What is the concept of climate justice about, and how can it be put into practice? First week brought together a leading climate justice theorist and a leading activist to discuss and share their insights, making for a uniquely interesting discussion.
Henry Shue: Senior Research Fellow, Centre for International Studies.
The heart of justice is to recognise that both you yourself are entitled to a share, and other people are entitled to a share, though some are powerless to claim their share. With regard to climate, we must pay attention to these people; these are the poor who lack the ability to access alternative resources and to fight for themselves, and the people of the future who are powerless to determine what sort of world they will inherit. Must we choose between justice of the current world and justice of the future when we consider climate change?
As long as the accumulative atmospheric concentration of carbon dioxide continues to rise, climate change will become increasingly severe. Therefore, carbon emission must reach zero; decarbonisation. For the poor of the future, we need to reach this as soon as possible, since the longer we take the worse the problem will be to deal with, creating conflict between the present and future. A key issue is energy poverty, whereby the poor lack sufficient energy sources. If the only affordable energy for the poorest is fossil fuel, the only way they can escape poverty is by using this and thus emitting CO2. This delays decarbonisation, worsening the future problem. We can address this by reducing emissions of the billion largest emitters, significantly reducing emissions without impacting the poorest. Furthermore, we must make aggressive change towards providing clean energy to the poorest. One objection is that it may be more expensive to sharply reduce emissions of the most emitting billion compared to that of the poorest, where people could never adopt fossil fuels. The richest, who are responsible for emissions, can pay to reduce emissions in the poorest countries, making non-carbon fuel affordable and accessible through subsidies and foreign aid transfers. This would also be a good economic investment.

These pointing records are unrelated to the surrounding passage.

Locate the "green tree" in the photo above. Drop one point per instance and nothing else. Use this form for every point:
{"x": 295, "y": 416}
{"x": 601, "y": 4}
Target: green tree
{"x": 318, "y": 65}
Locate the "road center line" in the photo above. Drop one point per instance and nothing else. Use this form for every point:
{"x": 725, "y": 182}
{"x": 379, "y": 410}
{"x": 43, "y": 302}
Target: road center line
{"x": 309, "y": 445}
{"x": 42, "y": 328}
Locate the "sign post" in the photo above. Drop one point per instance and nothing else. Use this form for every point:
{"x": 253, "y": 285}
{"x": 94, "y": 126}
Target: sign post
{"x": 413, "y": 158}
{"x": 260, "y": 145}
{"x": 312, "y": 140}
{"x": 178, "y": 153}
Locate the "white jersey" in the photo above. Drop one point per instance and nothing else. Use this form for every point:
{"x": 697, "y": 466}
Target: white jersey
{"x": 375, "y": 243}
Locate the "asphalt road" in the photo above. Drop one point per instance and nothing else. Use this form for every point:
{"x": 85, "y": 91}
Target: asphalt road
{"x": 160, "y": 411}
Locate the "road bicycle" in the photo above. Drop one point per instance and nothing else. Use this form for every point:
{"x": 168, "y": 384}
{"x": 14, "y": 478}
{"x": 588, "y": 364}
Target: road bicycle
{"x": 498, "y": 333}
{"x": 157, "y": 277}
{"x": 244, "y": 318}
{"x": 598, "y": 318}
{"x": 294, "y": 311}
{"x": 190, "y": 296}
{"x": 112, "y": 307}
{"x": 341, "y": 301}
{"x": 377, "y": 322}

Incrementalism often fails, so we need radical change. It is difficult to change the way people live, so we need to get to zero emissions without attempting this. This necessitates an energy revolution, through research and development investment, producing affordable, accessible, carbon-neutral energy. Moreover, energy companies should not sell fossil fuels for find technology to ensure its safety. The divestment movement and activists have produced a situation where banks refuse to loan money for new coal mines, potentially rendering funding impossible, preventing coal burning.

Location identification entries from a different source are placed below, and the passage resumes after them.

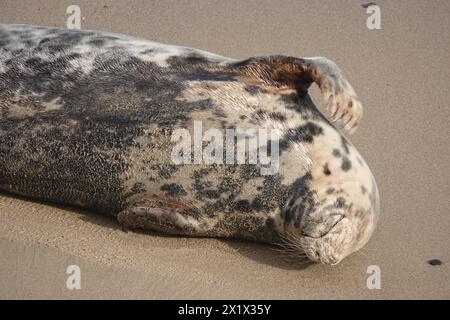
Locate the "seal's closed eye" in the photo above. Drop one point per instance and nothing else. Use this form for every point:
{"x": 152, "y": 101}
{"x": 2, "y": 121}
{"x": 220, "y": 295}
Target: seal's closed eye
{"x": 278, "y": 71}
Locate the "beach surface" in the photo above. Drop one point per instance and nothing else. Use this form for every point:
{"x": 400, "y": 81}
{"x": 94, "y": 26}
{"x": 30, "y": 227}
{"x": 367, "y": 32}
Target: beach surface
{"x": 401, "y": 73}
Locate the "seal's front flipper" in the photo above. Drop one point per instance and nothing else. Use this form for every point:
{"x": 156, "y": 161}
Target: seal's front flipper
{"x": 341, "y": 100}
{"x": 299, "y": 73}
{"x": 166, "y": 220}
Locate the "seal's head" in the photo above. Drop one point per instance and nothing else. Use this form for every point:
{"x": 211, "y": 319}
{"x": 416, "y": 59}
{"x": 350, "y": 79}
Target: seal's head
{"x": 330, "y": 232}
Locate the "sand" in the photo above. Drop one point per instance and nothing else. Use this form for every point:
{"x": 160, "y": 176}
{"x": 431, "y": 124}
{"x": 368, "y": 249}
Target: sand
{"x": 400, "y": 72}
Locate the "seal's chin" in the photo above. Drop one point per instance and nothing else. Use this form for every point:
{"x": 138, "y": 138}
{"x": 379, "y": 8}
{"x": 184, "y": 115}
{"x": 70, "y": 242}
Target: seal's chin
{"x": 333, "y": 246}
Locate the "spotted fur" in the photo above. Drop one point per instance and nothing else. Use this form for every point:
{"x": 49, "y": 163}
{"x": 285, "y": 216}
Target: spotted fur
{"x": 86, "y": 120}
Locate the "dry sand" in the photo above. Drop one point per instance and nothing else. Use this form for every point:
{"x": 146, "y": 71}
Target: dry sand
{"x": 401, "y": 73}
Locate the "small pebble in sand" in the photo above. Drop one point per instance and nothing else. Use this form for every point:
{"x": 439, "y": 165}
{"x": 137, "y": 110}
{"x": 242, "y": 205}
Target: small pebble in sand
{"x": 435, "y": 262}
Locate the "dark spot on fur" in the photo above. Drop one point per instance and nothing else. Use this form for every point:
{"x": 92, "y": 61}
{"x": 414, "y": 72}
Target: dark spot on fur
{"x": 277, "y": 116}
{"x": 304, "y": 133}
{"x": 336, "y": 153}
{"x": 174, "y": 190}
{"x": 253, "y": 90}
{"x": 340, "y": 202}
{"x": 363, "y": 190}
{"x": 346, "y": 164}
{"x": 345, "y": 145}
{"x": 243, "y": 206}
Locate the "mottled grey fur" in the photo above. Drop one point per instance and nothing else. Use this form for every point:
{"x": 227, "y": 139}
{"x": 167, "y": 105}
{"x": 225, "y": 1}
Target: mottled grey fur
{"x": 86, "y": 120}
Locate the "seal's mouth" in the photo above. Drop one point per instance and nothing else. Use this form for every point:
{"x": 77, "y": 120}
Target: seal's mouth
{"x": 318, "y": 240}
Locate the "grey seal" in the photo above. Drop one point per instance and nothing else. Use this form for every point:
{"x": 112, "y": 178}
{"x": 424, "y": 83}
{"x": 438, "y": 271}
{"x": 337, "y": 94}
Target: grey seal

Asad Rehman: Executive Director, War on Want.
Trust is fundamental in the fight for social and economic rights through environmental issues. There is often a failure to convey the truth in the climate movement, despite having the knowledge. Temperature are rising, causing global issues, such as Pakistan reaching 53.5°C last year, and 1200 deaths in one city affected by the 2014 heatwave. Globally, 4 in 10 people face multiple dimensional poverty, where one environmental shock can push people to being unable to survive. Climate change can be articulated as impacting future generations, but many in the global south already are. Just 10% of the population is responsible for 50% of emissions, and the poorest 50% are responsible for 10% of emissions. The food system is responsible for one third of emissions, but we plough 1.3-billion tonnes of food into the ground, enough to feed all malnourished people, attributable to corporate power. This places many farmers in debt, and one farmer takes their life every half hour.

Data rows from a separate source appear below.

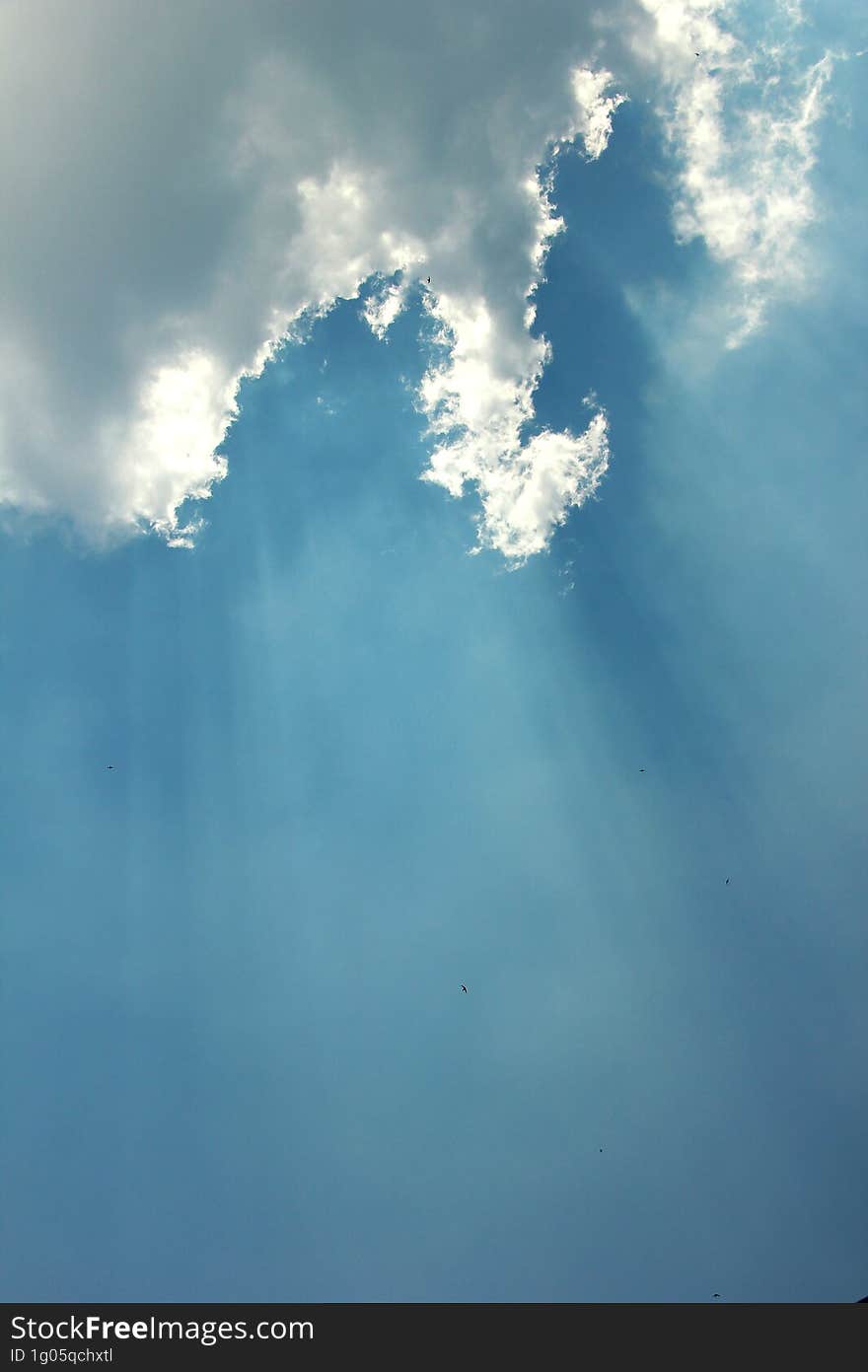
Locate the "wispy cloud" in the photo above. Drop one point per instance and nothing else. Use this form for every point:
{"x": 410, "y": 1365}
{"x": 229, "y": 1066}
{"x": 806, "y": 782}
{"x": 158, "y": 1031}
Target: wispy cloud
{"x": 182, "y": 204}
{"x": 741, "y": 108}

Much fear surrounds the climate movement, producing a situation where people celebrating aiming to cap global temperature rise at 1.5°C, but this will cause many deaths in the global south, continuing the current trend. The decision we make in this decade will determine which temperature goals we meet, yet many of these are not based on science. We are comparable to the titanic having hit the iceberg of climate change, and will all be impacted. The global north sits on top deck, hoping for some technological miracle, while the global south is locked in the hold.
Additionally, climate change produces many environmental refugees, predicted to be 300-million by 2050, that’s 1 in 30 people. Addressing this requires an intersectional climate movement, articulating neoliberal and corporate power, and a positive vision of the world which people can really get behind
Fundamentally, there is a need to change the energy system, the way we produce foods, and bring land rights to people. These go to the heart of an economic model. We need to open intellectual property rights to renewable energy to make it accessible, tackling the powerful corporations who must be willing to change their economic model.